Adoption of Baby Girl B., Matter of, 69651

Decision Date11 February 1994
Docket NumberNo. 69651,69651
Citation19 Kan.App.2d 283,867 P.2d 1074
Parties, 62 USLW 2547 In the Matter of the ADOPTION OF BABY GIRL B., a minor.
CourtKansas Court of Appeals

Syllabus by the Court

1. The Uniform Child Custody Jurisdiction Act (K.S.A. 38-1301 et seq.) was intended, among other things, to avoid jurisdictional competition and conflict with courts of other states in matters of child custody, to discourage continuing controversies over custody, and to deter abduction and other unilateral removals of children undertaken to obtain custody awards. The application of the Act to adoption proceedings is consistent with the stated purposes of the Act.

2. "Custody proceeding" is defined in the Uniform Child Custody Jurisdiction Act to include "proceedings in which a custody determination is one of several issues, such as an action for divorce or separation." K.S.A. 38-1302(c). This definition is broad enough to include adoption proceedings, which inherently determine custody issues. The Act is applicable to adoption proceedings.

3. Whether a court has jurisdiction under the Uniform Child Custody Jurisdiction Act is a question of law and is subject to de novo review. Whether a court exercises or declines jurisdiction under the inconvenient forum provision of K.S.A. 38-1307 is a decision reached through the exercise of the court's discretion.
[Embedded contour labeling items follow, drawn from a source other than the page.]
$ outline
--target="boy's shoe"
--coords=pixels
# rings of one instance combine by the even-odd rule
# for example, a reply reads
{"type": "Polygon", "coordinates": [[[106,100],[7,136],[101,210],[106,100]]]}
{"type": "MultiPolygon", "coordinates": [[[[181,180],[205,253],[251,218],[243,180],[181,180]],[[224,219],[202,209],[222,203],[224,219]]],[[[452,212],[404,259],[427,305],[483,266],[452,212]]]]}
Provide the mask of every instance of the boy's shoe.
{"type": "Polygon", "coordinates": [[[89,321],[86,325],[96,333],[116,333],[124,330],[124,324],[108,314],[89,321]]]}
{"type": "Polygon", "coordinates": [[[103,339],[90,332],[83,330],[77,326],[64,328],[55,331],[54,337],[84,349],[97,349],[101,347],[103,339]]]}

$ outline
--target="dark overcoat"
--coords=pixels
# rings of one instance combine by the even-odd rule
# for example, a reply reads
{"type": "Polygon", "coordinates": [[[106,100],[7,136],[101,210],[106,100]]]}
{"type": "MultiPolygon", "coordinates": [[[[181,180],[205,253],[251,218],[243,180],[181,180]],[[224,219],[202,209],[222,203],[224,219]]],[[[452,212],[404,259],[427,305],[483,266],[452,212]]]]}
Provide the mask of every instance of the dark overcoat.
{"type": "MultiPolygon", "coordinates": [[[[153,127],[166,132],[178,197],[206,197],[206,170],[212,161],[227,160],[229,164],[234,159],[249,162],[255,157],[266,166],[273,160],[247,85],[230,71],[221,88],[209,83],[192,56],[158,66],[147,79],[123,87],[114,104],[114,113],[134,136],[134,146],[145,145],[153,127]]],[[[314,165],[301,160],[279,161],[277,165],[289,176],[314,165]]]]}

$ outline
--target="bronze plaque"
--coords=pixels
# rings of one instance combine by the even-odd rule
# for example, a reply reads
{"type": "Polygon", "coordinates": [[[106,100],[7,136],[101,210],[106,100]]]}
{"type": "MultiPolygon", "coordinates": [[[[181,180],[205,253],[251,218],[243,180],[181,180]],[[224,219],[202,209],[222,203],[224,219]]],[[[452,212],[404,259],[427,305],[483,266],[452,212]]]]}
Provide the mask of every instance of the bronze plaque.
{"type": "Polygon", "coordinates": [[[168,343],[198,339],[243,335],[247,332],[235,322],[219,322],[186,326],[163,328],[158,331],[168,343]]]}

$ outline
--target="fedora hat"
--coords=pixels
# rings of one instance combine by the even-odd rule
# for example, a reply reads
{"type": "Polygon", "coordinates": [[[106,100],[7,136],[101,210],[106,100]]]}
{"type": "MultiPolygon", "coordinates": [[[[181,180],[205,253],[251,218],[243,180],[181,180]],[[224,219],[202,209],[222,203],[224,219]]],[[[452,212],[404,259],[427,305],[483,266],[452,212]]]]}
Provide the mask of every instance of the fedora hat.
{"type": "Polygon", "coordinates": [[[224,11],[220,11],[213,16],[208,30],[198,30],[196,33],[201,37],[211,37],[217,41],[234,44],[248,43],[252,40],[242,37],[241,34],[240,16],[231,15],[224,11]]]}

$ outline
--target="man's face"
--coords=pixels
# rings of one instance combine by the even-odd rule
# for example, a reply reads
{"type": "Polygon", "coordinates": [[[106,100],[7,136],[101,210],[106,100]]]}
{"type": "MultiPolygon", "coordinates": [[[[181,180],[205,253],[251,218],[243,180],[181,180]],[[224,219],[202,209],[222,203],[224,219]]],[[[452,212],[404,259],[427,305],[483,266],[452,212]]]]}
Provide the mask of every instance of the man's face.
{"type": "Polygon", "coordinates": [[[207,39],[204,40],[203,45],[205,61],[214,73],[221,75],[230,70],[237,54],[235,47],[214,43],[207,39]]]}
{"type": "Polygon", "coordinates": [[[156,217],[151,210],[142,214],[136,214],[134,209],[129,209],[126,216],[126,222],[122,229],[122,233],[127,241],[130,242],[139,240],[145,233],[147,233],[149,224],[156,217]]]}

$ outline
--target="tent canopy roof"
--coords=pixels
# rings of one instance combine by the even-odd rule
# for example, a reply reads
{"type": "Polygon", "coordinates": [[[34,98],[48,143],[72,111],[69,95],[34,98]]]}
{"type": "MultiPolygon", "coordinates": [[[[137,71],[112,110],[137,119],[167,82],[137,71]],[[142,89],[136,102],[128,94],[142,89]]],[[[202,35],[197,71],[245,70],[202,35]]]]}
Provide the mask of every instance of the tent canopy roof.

4. The requirement in K.S.A. 38-1302(e) that the child "live with" the mother from birth requires more than the mother and newborn child staying at the same hospital for a brief period. To "live with" someone requires a deliberate manifestation to share a common place with the person during a substantial period of the time involved. Since an infant cannot make such a manifestation, the court must look to the mother in this situation.

John J. Juryck, Jr., Nancy S. Anstaett, and Douglas M. Greenwald, McAnany, Van Cleave & Phillips, P.A., Kansas City, for appellants/cross-appellees prospective adoptive parents.

Jane M. Eldredge, Barber, Emerson, Springer, Zinn & Murray, L.C., Lawrence, for appellant/cross-appellee natural mother.

J. Kevin Lund, of Collister & Kampschroeder, Lawrence, for appellee/cross-appellant natural father.

Before BRISCOE, C.J., and BRAZIL and LEWIS, JJ.

BRISCOE, Chief Judge.

The natural mother of Baby Girl B. and the prospective adoptive parents (adoptive petitioners) appeal the district court's decision to decline jurisdiction over the adoption after concluding Kansas is an inconvenient forum. Appellants contend the court erred in finding Pennsylvania was a more convenient forum. The natural father cross-appeals, contending the court erred in concluding Kansas has jurisdiction over the adoption.

Prior to the child's birth, both the natural father and the natural mother lived in Pennsylvania with their respective parents. The natural parents were never married. On September 28, 1992, the mother moved from Pennsylvania to Douglas County, Kansas, to live with her uncle, who became her legal guardian on October 6, 1992. The mother planned to attend high school in Douglas County, but a medical problem related to the pregnancy prevented her attendance. Baby Girl B. was born on October 12, 1992, in Douglas County. The mother was 16 years old and the father was 18 years old at the time of the birth. On October 24, 1992, the mother returned to Pennsylvania and finished the school semester. She then returned to Douglas County on December 29, 1992, and planned to attend the second semester there. The father remains in Pennsylvania.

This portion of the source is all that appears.